CEEQUAL Excellent (77.9%) – Interim Client and Design Award
Version 4, Mar 2011 | London, England, UK
See Final Award
Assessor: Liz Wood-Griffiths & Victoria Burnham
The Thameslink route is one of the busiest routes in the south east and passenger growth is predicted to increase significantly over the next 20 years. To accommodate this growth Network Rail is investing £6 billion in the Thameslink Programme of works to increase capacity and allow longer and more frequent services.
Part of this programme includes constructing a new twin track viaduct between Metropolitan Junction and Railway Approach, which will eventually link into London Bridge Station. The new structure extends for 322 metres and will run alongside the existing viaduct, doubling capacity on this part of the route and removing the current bottle neck at London Bridge Station.
The project scored well in a number of sections including the historic environment, land use, effects on neighbours, and transport.

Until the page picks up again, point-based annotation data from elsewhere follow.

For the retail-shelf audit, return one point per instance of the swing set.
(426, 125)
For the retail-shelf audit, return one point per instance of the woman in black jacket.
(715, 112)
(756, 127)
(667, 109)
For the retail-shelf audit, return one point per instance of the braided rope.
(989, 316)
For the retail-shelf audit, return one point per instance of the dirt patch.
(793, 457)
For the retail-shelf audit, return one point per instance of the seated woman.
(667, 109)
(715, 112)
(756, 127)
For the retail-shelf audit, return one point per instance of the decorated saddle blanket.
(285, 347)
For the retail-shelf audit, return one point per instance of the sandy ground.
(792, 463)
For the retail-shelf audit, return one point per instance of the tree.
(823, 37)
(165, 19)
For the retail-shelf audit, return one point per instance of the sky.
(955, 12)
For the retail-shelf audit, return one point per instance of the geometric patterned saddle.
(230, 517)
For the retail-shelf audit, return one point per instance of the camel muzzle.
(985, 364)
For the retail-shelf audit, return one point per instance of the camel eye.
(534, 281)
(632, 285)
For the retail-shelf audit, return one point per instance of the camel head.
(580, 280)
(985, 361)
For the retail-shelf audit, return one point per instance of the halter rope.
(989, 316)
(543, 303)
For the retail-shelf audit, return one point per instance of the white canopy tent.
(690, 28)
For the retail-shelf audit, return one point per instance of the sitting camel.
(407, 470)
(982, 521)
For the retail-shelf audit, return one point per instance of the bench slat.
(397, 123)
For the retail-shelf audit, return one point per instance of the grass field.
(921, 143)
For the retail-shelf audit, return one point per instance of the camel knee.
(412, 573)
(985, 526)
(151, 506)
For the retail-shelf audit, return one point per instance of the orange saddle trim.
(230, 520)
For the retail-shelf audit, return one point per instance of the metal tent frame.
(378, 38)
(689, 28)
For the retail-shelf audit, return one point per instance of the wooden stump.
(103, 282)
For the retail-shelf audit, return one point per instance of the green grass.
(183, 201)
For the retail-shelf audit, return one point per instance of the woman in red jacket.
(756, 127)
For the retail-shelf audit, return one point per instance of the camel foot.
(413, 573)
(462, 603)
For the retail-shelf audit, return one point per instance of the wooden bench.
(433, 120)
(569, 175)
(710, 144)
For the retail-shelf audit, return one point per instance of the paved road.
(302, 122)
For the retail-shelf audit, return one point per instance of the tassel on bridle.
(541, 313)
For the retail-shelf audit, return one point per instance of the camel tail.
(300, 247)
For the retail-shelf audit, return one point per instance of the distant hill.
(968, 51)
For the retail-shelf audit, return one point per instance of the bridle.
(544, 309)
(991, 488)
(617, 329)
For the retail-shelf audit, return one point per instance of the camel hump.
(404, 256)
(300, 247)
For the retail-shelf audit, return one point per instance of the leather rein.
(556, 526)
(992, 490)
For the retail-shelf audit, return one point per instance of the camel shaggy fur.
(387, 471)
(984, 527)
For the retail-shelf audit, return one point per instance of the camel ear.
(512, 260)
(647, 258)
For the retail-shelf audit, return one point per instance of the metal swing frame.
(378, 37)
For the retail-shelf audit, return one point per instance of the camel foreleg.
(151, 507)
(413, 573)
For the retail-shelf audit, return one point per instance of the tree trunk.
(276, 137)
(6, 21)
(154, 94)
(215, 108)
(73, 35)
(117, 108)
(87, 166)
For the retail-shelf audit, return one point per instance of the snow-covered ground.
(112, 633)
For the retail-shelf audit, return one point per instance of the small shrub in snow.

Challenges and Achievements
To make way for the new structure a number of buildings had to be demolished. Prior to demolition, all buildings were fully recorded. On completion of the viaduct new buildings will be constructed on the footprint of the previous buildings. Archaeologists have been employed during all excavations to date to ensure that the archaeological resource is fully recorded.
The works at Borough are taking place within the Borough High Street Conservation Area and the alignment of the new viaduct was carefully selected to minimise the loss of listed buildings.
At Stoney Street, the listed Wheatsheaf public house has been retained by removing only the top floor of the building allowing the new structure to oversail the building. A new basement and ground floor rear extension will be constructed to enable the building to continue to operate as a pub.
Two spans of the cast iron Victorian market roof have been dismantled and will be reinstated, following refurbishment. Traditional construction methods will be used during the restoration works, and the reinstatement will ensure that part of the historic fabric of the area is preserved.
The redevelopment of sites beneath the viaduct will ensure that the productivity of the land is maintained, and the viaduct has been designed to ensure that noise emanating from the structure is minimised. Borough Market will return to its original trading area, but will also benefit from increased trading space. Additionally, a derelict site in the heart of the Conservation Area has been cleared and will be brought back into use as a beer garden for the listed Wheatsheaf pub.
Consultation took place with the local community throughout the design development process and continues during the construction phase. Meetings are held regularly with the local community to keep them informed of work activities.
Construction activities and deliveries to site are managed to reduce the impact on local businesses and traders, and deliveries to site are restricted on Market Days.